WGN's Ben Bradley | Facebook
WGN's Ben Bradley | Facebook
The property tax bill for WGN investigative reporter Ben Bradley is now under investigation after Patch reported he has been underpaying property taxes.
“Nice tax bill you got there BenBradleyTV," a Twitter personality posting under the alias Emma Woodhouse said.
Bradley’s low tax bill came to light after he listed his home for sale for $1.899 million.
He purchased the home in 2010 for $1.4 million but never thought to challenge the ultra-low property tax rate of $5,000 per year. The taxes on the home should have been somewhere between $30,000 and $40,000 per year. The home is owned by a land trust but is Bradley’s primary residence. He purchased it from the builder in 2014.
The county assessor has valued the home at only $231,000 - but that value seems to have applied to the home previously on the plot, an 800-square-foot, 1915 one-story home dwarfed in size by Bradley’s six-bedroom, six-bathroom mansion listed as 6,113 square feet.
Bradley pleaded ignorance when asked by Patch about the low tax rate.
"When questions were raised, we immediately reached out to the assessor’s office and have heard nothing back. If, and when, they get back to me, I will of course pay the amount due … as I have always done in the past," Bradley said.
"If the assessor wants to claim I owe something different, and that’s proven true, of course I’m going to pay," Bradley added. “We have never sought a lowering of our tax bill, and we have been repeatedly told it sometimes takes years in Cook County for the appraisals to catch up.”
The most expensive home in south suburban Flossmoor, Bradley’s hometown, most recently sold for $415,000 and has a property tax bill of $29,706, an effective tax rate of 7.1%.
The home, at 1532 Butterfield Road, was formerly owned by the Duchossois family.
Comparable homes nearby in Hinsdale sort much higher property taxes such as a seven bedroom, six bathroom home located at 125 E Maple St., where the owner pays over $30,000 in taxes per year.
Bradley appears to be pulling one over on his peers as well.
Former WLS-TV news anchor Rob Johnson listed his home in Hinsdale last year for nearly $2 million. In 2019 he paid over $24,000 in taxes for the home. That home eventually sold for $1,925,000 in June 2021.
Johnson and Bradley worked together at WLS, where Bradley spent 14 years before making the move to WGN in 2017, three years after purchasing the home.
He currently serves as co-anchor of the 4-5 p.m. news hour with Lourdes Duarte.
Former house speaker Michael Madigan made a self-reported over $1 million per year as a partner in Madigan & Getzendanner by providing sweetheart property tax rates to clients in Cook County. Madigan is now under indictment on 22 counts of public corruption.
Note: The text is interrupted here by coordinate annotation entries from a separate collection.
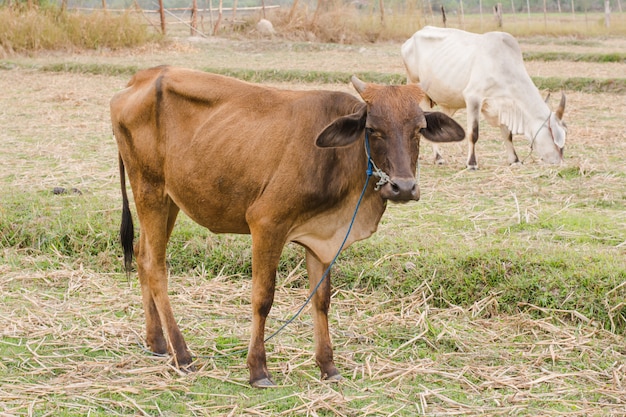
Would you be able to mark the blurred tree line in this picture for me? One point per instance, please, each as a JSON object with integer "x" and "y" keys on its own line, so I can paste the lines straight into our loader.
{"x": 469, "y": 6}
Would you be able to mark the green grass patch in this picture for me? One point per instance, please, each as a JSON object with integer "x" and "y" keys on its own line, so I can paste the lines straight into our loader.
{"x": 575, "y": 57}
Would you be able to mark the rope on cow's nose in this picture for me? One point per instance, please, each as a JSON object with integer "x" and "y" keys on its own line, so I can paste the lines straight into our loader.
{"x": 372, "y": 169}
{"x": 532, "y": 142}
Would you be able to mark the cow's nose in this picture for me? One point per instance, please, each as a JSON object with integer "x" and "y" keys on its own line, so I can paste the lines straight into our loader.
{"x": 401, "y": 189}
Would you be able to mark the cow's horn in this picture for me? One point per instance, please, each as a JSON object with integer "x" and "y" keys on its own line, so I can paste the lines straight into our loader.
{"x": 358, "y": 84}
{"x": 559, "y": 112}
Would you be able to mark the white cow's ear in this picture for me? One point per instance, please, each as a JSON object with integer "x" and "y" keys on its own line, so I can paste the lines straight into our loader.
{"x": 344, "y": 130}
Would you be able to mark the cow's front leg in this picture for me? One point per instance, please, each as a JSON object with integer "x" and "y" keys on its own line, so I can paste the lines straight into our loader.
{"x": 473, "y": 118}
{"x": 265, "y": 257}
{"x": 507, "y": 137}
{"x": 321, "y": 304}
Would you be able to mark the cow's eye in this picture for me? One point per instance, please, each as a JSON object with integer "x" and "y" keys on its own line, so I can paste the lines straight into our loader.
{"x": 373, "y": 134}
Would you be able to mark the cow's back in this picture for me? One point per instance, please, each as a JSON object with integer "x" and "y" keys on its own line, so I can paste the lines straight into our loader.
{"x": 446, "y": 62}
{"x": 221, "y": 145}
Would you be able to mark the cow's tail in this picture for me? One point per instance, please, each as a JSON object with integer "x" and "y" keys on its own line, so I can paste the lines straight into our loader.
{"x": 127, "y": 232}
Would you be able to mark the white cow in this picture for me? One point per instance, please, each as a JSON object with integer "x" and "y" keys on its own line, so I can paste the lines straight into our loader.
{"x": 484, "y": 73}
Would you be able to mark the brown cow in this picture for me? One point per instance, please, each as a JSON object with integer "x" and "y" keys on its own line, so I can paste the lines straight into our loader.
{"x": 284, "y": 166}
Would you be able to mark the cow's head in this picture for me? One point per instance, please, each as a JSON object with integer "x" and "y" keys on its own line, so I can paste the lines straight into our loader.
{"x": 549, "y": 140}
{"x": 394, "y": 121}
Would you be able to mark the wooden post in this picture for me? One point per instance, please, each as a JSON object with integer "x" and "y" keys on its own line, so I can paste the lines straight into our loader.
{"x": 194, "y": 18}
{"x": 219, "y": 17}
{"x": 292, "y": 11}
{"x": 162, "y": 14}
{"x": 443, "y": 15}
{"x": 497, "y": 13}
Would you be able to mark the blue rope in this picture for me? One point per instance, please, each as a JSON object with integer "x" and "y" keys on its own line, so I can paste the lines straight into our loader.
{"x": 369, "y": 171}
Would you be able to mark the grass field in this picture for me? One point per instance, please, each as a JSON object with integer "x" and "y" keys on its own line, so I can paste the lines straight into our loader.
{"x": 502, "y": 291}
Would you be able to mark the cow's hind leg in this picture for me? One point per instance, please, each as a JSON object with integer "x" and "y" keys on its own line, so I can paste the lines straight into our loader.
{"x": 157, "y": 215}
{"x": 507, "y": 137}
{"x": 321, "y": 304}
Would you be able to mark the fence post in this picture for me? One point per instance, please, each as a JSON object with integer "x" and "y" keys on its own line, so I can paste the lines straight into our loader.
{"x": 497, "y": 13}
{"x": 194, "y": 18}
{"x": 219, "y": 17}
{"x": 443, "y": 15}
{"x": 162, "y": 14}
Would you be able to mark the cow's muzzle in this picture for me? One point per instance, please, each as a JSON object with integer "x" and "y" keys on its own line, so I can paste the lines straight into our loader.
{"x": 400, "y": 190}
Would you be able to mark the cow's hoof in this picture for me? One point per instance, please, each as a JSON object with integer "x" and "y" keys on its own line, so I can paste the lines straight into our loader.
{"x": 263, "y": 383}
{"x": 188, "y": 368}
{"x": 333, "y": 378}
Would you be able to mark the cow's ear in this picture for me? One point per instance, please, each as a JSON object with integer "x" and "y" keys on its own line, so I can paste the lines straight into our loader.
{"x": 344, "y": 130}
{"x": 442, "y": 128}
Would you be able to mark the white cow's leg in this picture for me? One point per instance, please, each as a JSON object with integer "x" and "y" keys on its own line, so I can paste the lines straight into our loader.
{"x": 507, "y": 137}
{"x": 437, "y": 156}
{"x": 473, "y": 117}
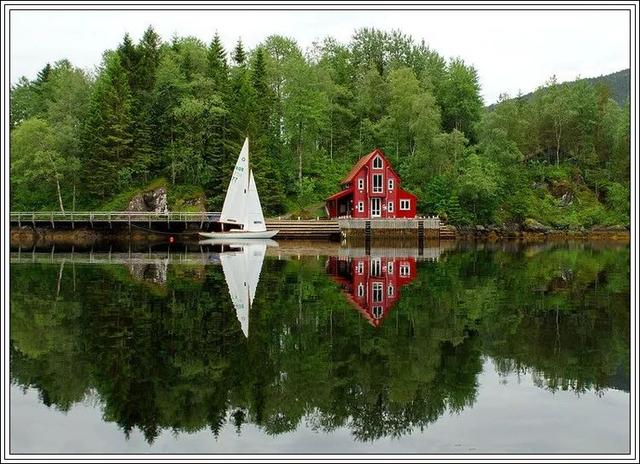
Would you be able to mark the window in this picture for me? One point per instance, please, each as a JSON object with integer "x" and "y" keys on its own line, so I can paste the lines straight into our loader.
{"x": 375, "y": 268}
{"x": 377, "y": 312}
{"x": 377, "y": 292}
{"x": 405, "y": 270}
{"x": 377, "y": 183}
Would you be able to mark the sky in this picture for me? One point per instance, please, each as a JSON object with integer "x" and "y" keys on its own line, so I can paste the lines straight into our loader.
{"x": 512, "y": 50}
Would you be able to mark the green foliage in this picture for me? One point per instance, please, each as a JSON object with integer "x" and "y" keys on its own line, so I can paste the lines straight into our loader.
{"x": 181, "y": 110}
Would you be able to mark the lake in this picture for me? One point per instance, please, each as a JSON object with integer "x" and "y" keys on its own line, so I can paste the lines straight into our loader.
{"x": 464, "y": 348}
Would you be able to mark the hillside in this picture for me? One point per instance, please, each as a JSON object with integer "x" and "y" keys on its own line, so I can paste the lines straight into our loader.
{"x": 617, "y": 82}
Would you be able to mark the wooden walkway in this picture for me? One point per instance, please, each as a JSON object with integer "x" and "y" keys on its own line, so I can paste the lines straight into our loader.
{"x": 192, "y": 222}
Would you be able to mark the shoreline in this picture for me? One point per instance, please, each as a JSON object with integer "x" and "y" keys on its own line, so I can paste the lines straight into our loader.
{"x": 27, "y": 237}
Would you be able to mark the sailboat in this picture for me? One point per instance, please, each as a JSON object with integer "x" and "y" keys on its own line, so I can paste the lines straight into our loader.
{"x": 242, "y": 204}
{"x": 241, "y": 269}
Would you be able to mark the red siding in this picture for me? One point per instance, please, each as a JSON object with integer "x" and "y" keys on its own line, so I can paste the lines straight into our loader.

Current Chicago Alderman Ed Burke, who is also under indictment for allegedly shaking down a fast-food restaurant, has made millions off of participating in the same scheme with his law firm.
“Madigan and Burke got rich in the lucrative and ethically murky legal field of politicians representing commercial property owners seeking to reduce their real estate taxes. Their involvement has long raised red flags because the Cook County property tax assessment and appeal system operates within the framework of local Democratic politics, where both men have long been among the most important players,” Mark Brown reported in the Chicago Sun-Times.